Definire un confine sembra impossibile perché, in fondo, i fatti del mondo vengono plasmati e direzionati dalle parole. Come il padre di Martín in Tebas Land, che continua a ripetere al figlio «sei inutile», finché il giovane non se ne convince. Allo stesso modo, le somiglianze tra Martín e San Martino sono evidenti perché anche i miti, le leggende, persino i cartoni animati (Bambi ne Il bramito di Düsseldorf), danno forma alla realtà.
Siamo vittime di storie raccontate prima di noi, nostro malgrado. Per questo raccontare la propria, oppure inventarla, è importante. Il drammaturgo allora è semplicemente colui che consapevolmente, forse con più cinismo, fa quello che tutti noi quotidianamente facciamo. Certo, rispetto alla vita ‘vera’, il teatro dà molti più poteri: sul palco la natura degli oggetti può essere modificata con una battuta, un rosario può diventare di ciclamini e poi di rose e poi di nuovo di ciclamini senza colpo ferire; il fulcro dell’operazione però non cambia.
Tornando al saggio, la prima parte è occupata da una genealogia del concetto di autofinzione da Socrate ai giorni nostri, passando per il celebre motto di Rimbaud «Je est un autre» fino a giungere alla coniazione del termine da parte dello scrittore Serge Dubrovsky nel 1977. Blanco qui avanza una tesi secondo la quale, negli anni Settanta, i saperi e le pratiche (in primis la lotta politica) spingevano verso la cura del sé, la personalizzazione dell’individuo, l’esaltazione dell’espressione singolare di ognuna e ognuno.
Nella parte finale del XX secolo sarebbe avvenuta invece un’inversione di marcia, con l’affermazione di un individualismo vuoto e di un conformismo omologante e de-soggettivante. In quest’ottica, l’autofinzione sarebbe una forma di resistenza, di recupero di un’originalità del sé, «è scommettere su una costruzione dell’Io in quanto soggetto libero e capace di emanciparsi dalla pericolosa egemonia della cultura di massa».
Nella seconda parte del testo, Blanco individua alcuni temi-chiave della propria poetica: la conversione, il tradimento, l’evocazione, la confessione, la moltiplicazione, la sospensione, l’elevazione, la degradazione, l’espiazione, la guarigione. Prendiamo in considerazione l’elevazione e la degradazione che stanno ad indicare la luce sotto la quale viene mostrato l’alter ego di Blanco nelle opere. L’autore si preoccupa molto di difendersi dall’accusa di vanità, in quanto il suo personaggio viene spesso lodato e stimato come grande intellettuale, grande drammaturgo, grande amante.

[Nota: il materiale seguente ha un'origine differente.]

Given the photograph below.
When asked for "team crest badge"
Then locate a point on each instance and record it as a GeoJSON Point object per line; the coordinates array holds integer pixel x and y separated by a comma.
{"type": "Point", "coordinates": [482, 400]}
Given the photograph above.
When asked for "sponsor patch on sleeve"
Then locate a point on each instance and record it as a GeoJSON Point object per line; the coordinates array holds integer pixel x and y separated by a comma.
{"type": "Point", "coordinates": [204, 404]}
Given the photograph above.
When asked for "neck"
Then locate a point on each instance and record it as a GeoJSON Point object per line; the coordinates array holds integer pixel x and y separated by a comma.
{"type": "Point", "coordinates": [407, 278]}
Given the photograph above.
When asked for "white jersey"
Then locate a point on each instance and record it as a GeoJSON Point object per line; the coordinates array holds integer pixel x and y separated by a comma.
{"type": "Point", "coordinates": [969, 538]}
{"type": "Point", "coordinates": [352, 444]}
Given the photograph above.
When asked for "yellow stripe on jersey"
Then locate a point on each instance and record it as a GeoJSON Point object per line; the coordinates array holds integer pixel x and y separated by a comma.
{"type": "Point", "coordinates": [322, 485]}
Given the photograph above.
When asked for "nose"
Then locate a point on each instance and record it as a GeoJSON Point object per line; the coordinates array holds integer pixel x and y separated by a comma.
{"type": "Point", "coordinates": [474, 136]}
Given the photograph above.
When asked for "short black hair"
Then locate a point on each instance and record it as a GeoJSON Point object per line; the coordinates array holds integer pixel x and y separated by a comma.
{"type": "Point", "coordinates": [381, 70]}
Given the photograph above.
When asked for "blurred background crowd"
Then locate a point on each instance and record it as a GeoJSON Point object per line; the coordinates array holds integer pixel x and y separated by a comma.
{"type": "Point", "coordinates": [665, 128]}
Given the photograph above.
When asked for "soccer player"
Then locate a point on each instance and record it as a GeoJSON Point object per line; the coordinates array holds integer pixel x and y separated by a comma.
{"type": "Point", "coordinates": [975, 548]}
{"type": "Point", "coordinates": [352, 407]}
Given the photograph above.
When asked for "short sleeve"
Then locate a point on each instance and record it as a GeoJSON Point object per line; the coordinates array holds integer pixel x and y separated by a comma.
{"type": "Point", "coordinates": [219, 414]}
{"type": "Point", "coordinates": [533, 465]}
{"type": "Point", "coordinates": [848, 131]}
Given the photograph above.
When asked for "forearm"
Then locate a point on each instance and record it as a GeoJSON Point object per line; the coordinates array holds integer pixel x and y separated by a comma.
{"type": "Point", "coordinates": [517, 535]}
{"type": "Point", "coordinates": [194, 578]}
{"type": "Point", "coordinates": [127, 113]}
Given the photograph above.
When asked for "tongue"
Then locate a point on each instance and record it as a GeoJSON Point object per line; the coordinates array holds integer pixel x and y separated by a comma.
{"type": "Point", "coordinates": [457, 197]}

La motivazione di ciò sarebbe però nei sentimenti opposti, Blanco esalta se stesso nei testi perché proprio lì ci sarebbe una falla nella realtà: «Il gesto di elevarsi attraverso il racconto dimostra la consapevolezza che esiste un errore da correggere».
In modo complementare, la degradazione – il personaggio di Sergio appare spesso freddo, arrogante e supponente – nasconderebbe invece una sorta di autocompiacimento per la capacità di sapersi criticare con lucidità. Tutto questo mostra come l’autofinzione sia un terreno aperto per l’autoanalisi portata alle sue estreme conseguenze, fino alla brutalità del desiderio di osservare la propria morte violenta ne L’ira di Narciso.
Non è quindi quella del pavoneggiarsi un’accusa fondata per il drammaturgo, semmai gli si potrebbe recriminare di essere a volte didascalico, un rischio che corre nelle opere e ancora di più nel saggio. Sembrerebbe però che la motivazione stia nel non voler avere alcun segreto con lo spettatore, nel desiderio di dargli tutti gli elementi necessari, nel ricercare un discorso comune; sarebbe allora vero che, come egli sostiene, Blanco scriva di sé per cercare l’Altro da sé e, soprattutto, per farsi voler bene.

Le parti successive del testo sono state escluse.